Ecos is a co-simulation engine.

Ecos (Easy co-simulation) is a fast, efficient and very easy to use co-simulation engine written in modern C++.

Ecos provides the following features:
  • FMI for Co-simulation version 1.0, 2.0 & 3.0.
  • SSP version 1.0.
  • Optional per process/remote model execution.
  • Post-simulation plotting using matplotlib.
  • Command-line-interface (CLI).
  • Simplified Python and C interface.
  • Simple build process (simply build with CMake or pip install).
  • Minimal (and bundled) build depedencies.

Building

Ecos bundles all required dependencies. Just build.

//windows
cmake . -A x64 -B build -DECOS_BUILD_EXAMPLES=ON -DECOS_BUILD_TESTS=ON -DCMAKE_BUILD_TYPE=Release
cmake --build build --config Release

//linux
cmake . -B build -DECOS_BUILD_EXAMPLES=ON -DECOS_BUILD_TESTS=ON -DCMAKE_BUILD_TYPE=Release
cmake --build build

Per process / remote execution

Ecos enables models to run on separate processes, possibly on another PC. Simply prepend proxyfmu://localhost?file= to the path of the fmu(s) you load. This is effectively achieved using simplesocket in conjunction with flexbuffers.
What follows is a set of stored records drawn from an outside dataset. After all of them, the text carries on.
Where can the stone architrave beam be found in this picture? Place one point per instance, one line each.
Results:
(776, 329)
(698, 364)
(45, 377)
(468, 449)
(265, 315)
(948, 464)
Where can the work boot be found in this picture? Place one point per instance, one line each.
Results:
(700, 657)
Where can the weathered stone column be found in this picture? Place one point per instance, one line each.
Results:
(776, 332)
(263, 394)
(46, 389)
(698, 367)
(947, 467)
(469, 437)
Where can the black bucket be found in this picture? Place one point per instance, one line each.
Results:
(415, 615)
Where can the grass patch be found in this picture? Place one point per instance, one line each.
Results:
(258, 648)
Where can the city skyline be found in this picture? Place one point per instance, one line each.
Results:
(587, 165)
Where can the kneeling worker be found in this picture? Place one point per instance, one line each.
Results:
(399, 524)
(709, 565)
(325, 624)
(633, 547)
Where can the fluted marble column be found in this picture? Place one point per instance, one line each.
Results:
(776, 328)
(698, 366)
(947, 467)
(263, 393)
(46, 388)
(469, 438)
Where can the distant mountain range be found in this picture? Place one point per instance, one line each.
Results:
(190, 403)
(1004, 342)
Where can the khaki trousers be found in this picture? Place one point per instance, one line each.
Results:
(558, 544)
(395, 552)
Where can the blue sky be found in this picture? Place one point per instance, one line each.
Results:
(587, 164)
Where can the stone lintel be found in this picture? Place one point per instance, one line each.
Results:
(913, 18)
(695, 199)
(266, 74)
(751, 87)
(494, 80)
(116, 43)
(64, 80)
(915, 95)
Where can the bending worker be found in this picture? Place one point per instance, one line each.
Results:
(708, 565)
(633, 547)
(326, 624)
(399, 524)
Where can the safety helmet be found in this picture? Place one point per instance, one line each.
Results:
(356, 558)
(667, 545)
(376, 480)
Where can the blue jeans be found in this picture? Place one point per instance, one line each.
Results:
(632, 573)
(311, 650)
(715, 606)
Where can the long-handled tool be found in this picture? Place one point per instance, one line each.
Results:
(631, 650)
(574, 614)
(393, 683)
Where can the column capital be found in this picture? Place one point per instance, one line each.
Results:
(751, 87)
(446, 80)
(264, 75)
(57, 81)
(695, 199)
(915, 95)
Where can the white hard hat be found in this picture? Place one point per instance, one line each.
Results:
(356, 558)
Just make sure that the proxyfmu target built by libecos is on PATH.

Example

using namespace ecos;

int main() {
    
    simulation_structure ss;

    // add models
    ss.add_model("chassis", "chassis.fmu");
    ss.add_model("ground", "ground.fmu");
    ss.add_model("wheel", "wheel.fmu");
    
    //make connections
    ss.make_connection<double>("chassis::p.e", "wheel.p1::e");
    ss.make_connection<double>("wheel::p1.f", "chassis.p::f");
    ss.make_connection<double>("wheel::p.e", "ground.p::e");
    ss.make_connection<double>("ground::p.f", "wheel.p::f");
    
    // setup initialValues
    std::map<variable_identifier, scalar_value> map;
    map["chassis::C.mChassis"] = 4000.0;
    ss.add_parameter_set("initialValues", map);
    
    auto sim = ss.load(std::make_unique<fixed_step_algorithm>(1.0 / 100), "initialValues");
    
    sim->init();
    sim->step_until(10);
    
    sim->terminate();
}

SSP example

using namespace ecos;

int main() {
    
    auto ss = load_ssp("quarter-truck.ssp");

    // use a fixed-step algorithm and apply parameterset from SSP file
    auto sim = ss->load(std::make_unique<fixed_step_algorithm>(1.0 / 100), "initialValues");
    
    // setup csv logging
    csv_config config;
    config.register_variable("chassis::zChassis"); // logs a single variable
    
    auto csvWriter = std::make_unique<csv_writer>("data.csv", config);
    csvWriter->enable_plotting("ChartConfig.xml"); // enable post-simulation plotting
    sim->add_listener(std::move(csvWriter));
    
    sim->init();
    sim->step_until(10);
    
    sim->terminate();
}

Command line interface

Options:
  -h [ --help ]                 Print this help message and quits.
  -v [ --version ]              Print program version.
  -i [ --interactive ]          Make execution interactive.
  -l [ --logLevel ] arg (=info) Specify log level [trace,debug,info,warn,err,of
                                f].
  --path arg                    Location of the fmu/ssp to simulate.
  --stopTime arg (=1)           Simulation end.
  --startTime arg (=0)          Simulation start.
  --stepSize arg                Simulation stepSize.
  --rtf arg (=-1)               Target real time factor (non-positive number ->
                                inf).
  --noLog                       Disable CSV logging.
  --noParallel                  Run single-threaded.
  --logConfig arg               Path to logging configuration.
  --chartConfig arg             Path to chart configuration.
  --scenarioConfig arg          Path to scenario configuration.

Python interface

To use the python interface, simply clone the project and run:

pip install ./ecospy

Note: You will need wheel in addition to the compile-time requirements listed further below

Example
print(f"Ecoslib version: {EcosLib.version()}")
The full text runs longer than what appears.